When mummy got stuck up the chimney


I plucked up the courage to talk to the guy at LeroyMerlin today. He was impressed that I had measured the fireplace before going. He talked about the three options:

1) Foyer fermé. This is the best and most efficient option, but it depends if the artisan can stick it in your fireplace.

2) Insert. This is what you use if he can't stick the foyer fermé in your fireplace.

3) Poële à bois. Wood-burning stove. That would look ridiculous. (I didn't argue, but I quite fancied the idea of a stove in our fireplace... That's me. No class.)

The path ahead:

a. ensure that your flue has an opening of 20 cm for sticking the flue through. Well, 18 cm will do.

b. arrange for a fireplace fitter to come and suss it out.
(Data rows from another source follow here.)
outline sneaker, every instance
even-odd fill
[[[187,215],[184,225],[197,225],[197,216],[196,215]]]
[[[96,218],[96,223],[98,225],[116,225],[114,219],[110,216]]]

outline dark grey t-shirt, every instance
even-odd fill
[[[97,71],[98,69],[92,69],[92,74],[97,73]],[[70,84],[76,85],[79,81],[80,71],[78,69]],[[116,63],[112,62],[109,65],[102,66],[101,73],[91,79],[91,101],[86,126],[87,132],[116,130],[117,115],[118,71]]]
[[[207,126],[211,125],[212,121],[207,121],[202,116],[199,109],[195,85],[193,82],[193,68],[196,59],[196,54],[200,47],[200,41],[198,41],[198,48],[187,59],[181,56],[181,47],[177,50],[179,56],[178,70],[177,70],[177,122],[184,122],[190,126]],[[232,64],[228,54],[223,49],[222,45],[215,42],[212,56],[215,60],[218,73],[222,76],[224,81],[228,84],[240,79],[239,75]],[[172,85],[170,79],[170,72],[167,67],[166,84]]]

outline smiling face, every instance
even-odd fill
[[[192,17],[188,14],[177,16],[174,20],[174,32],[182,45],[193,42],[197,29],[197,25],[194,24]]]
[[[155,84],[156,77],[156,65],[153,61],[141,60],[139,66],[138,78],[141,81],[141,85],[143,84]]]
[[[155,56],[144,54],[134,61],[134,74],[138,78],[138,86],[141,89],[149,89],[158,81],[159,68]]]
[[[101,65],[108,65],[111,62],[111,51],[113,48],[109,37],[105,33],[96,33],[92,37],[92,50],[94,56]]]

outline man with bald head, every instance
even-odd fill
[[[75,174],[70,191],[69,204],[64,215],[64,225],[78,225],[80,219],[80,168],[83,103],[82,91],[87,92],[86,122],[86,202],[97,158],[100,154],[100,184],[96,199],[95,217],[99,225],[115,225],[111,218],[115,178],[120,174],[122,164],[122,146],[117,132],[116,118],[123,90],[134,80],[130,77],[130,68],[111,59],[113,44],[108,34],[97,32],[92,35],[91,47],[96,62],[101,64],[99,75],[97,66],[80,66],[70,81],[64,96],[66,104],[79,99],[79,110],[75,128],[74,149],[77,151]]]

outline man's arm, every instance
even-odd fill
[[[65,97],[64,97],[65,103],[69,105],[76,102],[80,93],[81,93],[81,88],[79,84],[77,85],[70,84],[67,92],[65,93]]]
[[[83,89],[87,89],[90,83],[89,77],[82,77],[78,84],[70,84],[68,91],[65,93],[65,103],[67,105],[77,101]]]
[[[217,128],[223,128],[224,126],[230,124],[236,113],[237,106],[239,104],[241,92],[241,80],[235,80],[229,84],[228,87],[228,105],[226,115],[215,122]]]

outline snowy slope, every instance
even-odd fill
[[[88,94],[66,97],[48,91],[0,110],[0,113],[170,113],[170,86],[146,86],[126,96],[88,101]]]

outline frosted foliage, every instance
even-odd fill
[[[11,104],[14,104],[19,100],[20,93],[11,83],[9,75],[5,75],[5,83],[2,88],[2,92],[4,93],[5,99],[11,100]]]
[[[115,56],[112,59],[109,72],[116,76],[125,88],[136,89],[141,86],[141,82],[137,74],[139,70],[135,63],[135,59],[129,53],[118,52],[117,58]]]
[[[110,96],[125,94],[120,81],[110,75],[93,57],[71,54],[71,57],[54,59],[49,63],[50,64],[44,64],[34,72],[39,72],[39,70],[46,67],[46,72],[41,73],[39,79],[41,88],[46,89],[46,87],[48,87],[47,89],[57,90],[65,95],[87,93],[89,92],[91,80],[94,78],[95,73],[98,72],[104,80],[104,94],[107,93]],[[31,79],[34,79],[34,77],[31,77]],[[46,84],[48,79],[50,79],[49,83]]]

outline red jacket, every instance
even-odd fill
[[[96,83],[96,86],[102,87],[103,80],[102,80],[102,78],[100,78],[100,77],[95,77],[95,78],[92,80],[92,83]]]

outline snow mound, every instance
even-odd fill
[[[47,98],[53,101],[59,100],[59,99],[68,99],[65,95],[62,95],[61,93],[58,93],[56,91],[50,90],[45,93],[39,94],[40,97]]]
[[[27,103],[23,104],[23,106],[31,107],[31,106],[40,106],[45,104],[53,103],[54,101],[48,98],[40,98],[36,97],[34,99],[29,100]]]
c. Get it put in (and pay!)

"Well", I thought, "it looks like I am going to have to climb up the chimney."

Then I thought, "... but in Dickens' time children used to climb up chimneys to sweep them. Maybe Gwilym would like to measure the flue."

Gwilym, it transpired, would not like to.

But Pat, always plucky and adventurey, decided that she would like to stuck her head up the chimney, so she went for it!

19 cm. Result! Posted by Picasa

Comments

Anonymous said…
This is certainly a new variation on "When Santa got stuck up the chimney, he began to shout....."
Anonymous said…
Forget that last comment, I've just seen Pat's posting on the subject and then on my return to this, I noticed the blog title. Slow or what? (Don't answer.)